While Paxlovid rebound is well documented, it’s also possible to experience a resurgence of symptoms even if you don’t take the drug. A representative from Pfizer wrote in an email that rebound is “uncommon and not uniquely associated with any specific treatment.”

Rebound is a tricky concept to pin down, partly because you can define it in two ways: by looking at whether someone tests positive again a few days after testing negative, or by looking at whether symptoms have returned after someone has seemingly recovered. It’s also hard to differentiate between rebound symptoms and those that simply linger – or those of long COVID.

“It’s a muddle,” said Jay Pandit, the director of digital medicine at the Scripps Research Translational Institute.

As a result, it’s hard to quantify how often rebound occurs. In a clinical trial, Pfizer researchers estimated that 2.3% of people who took Paxlovid and 1.7% of the control group experienced a rebound, but outside research has shown that the rate may be as high as around 14% for those who took the drug, and around 9% for those who did not.

It’s hard to get real-world data because many people who have a rebound are unlikely to tell their doctors, said E. John Wherry, director of the Institute for Immunology and Immune Health at the University of Pennsylvania Perelman School of Medicine.

“The numbers are definitely higher than what have been reported,” said Dr. Michael Mina, a former Harvard University epidemiologist who is now the chief science officer for eMed, a telehealth company, and who has studied rebound.

Why does COVID rebound happen?The theory behind Paxlovid rebound is that the treatment is so effective at suppressing the virus that the immune system does not ramp up its cellular and antibody defenses the way it typically would. It’s like allowing the medication to take the steering wheel from your immune system.

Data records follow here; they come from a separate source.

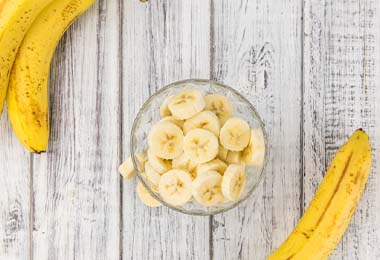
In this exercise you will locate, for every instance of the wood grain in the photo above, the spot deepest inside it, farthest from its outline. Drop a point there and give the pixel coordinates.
(76, 185)
(15, 195)
(340, 95)
(163, 41)
(258, 52)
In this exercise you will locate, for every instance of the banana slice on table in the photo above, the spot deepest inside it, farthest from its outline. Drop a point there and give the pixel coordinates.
(183, 162)
(158, 164)
(152, 175)
(235, 134)
(175, 187)
(254, 153)
(220, 105)
(206, 120)
(164, 109)
(233, 157)
(222, 154)
(207, 189)
(233, 182)
(127, 170)
(214, 165)
(166, 140)
(171, 119)
(200, 145)
(186, 103)
(145, 196)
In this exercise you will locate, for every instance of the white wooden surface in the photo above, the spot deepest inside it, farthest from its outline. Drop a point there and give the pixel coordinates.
(312, 69)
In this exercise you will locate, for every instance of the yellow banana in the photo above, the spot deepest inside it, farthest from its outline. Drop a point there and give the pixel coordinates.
(16, 16)
(329, 213)
(27, 97)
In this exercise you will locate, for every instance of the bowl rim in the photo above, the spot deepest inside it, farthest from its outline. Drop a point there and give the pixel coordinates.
(147, 187)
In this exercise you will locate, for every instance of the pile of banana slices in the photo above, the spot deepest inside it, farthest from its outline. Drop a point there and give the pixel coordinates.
(197, 150)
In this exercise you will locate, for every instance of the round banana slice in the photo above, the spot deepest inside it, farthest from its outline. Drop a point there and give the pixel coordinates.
(233, 157)
(152, 175)
(207, 189)
(206, 120)
(222, 154)
(214, 165)
(171, 119)
(254, 153)
(166, 140)
(220, 105)
(164, 109)
(186, 103)
(175, 187)
(233, 182)
(159, 165)
(145, 196)
(200, 145)
(235, 134)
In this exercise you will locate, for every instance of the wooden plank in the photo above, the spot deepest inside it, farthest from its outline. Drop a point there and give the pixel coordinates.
(15, 195)
(163, 41)
(76, 184)
(258, 52)
(340, 95)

“Your immune system was going to take a back seat for a little bit, and then you’re asking it to kick in after five days of treatment,” Mina said. After you complete the treatment, the virus can replicate in your nose again, sometimes with a vengeance.

But it’s not totally clear why symptoms can also reappear after a negative test even without taking Paxlovid, Mina said. The immune system has two jobs: to quash the virus and repair the body. It’s possible that the immune system goes into its restorative mode too early in some people, he said, giving the virus a chance to replicate before it’s fully destroyed.

Beyond that, though, it’s not yet understood why some people might be more likely than others to get rebound, Chin-Hong said.

I’m positive (again). What do I do now?Rebound typically occurs within a week of recovering from the virus, Pandit said. It’s possible, although rare, to experience rebound without developing symptoms, he added.

It’s not clear just how contagious people are when they rebound. But if you test positive again on a rapid test, assume that you’re contagious, Mina said, and take the necessary precautions: Isolate from other people as much as possible, and wear a high-quality mask if you go out in public or are around household members. The CDC estimates that rebound lasts, on average, three days, but this can vary – in some people, it lasts two days, and in others, it can stretch on for 10.

Rebound cases tend to be milder than the original course of infection, and people typically do not take another course of Paxlovid if they experience a rebound. But it’s important to monitor your symptoms, Pandit said, and to reach out to a doctor if they become severe.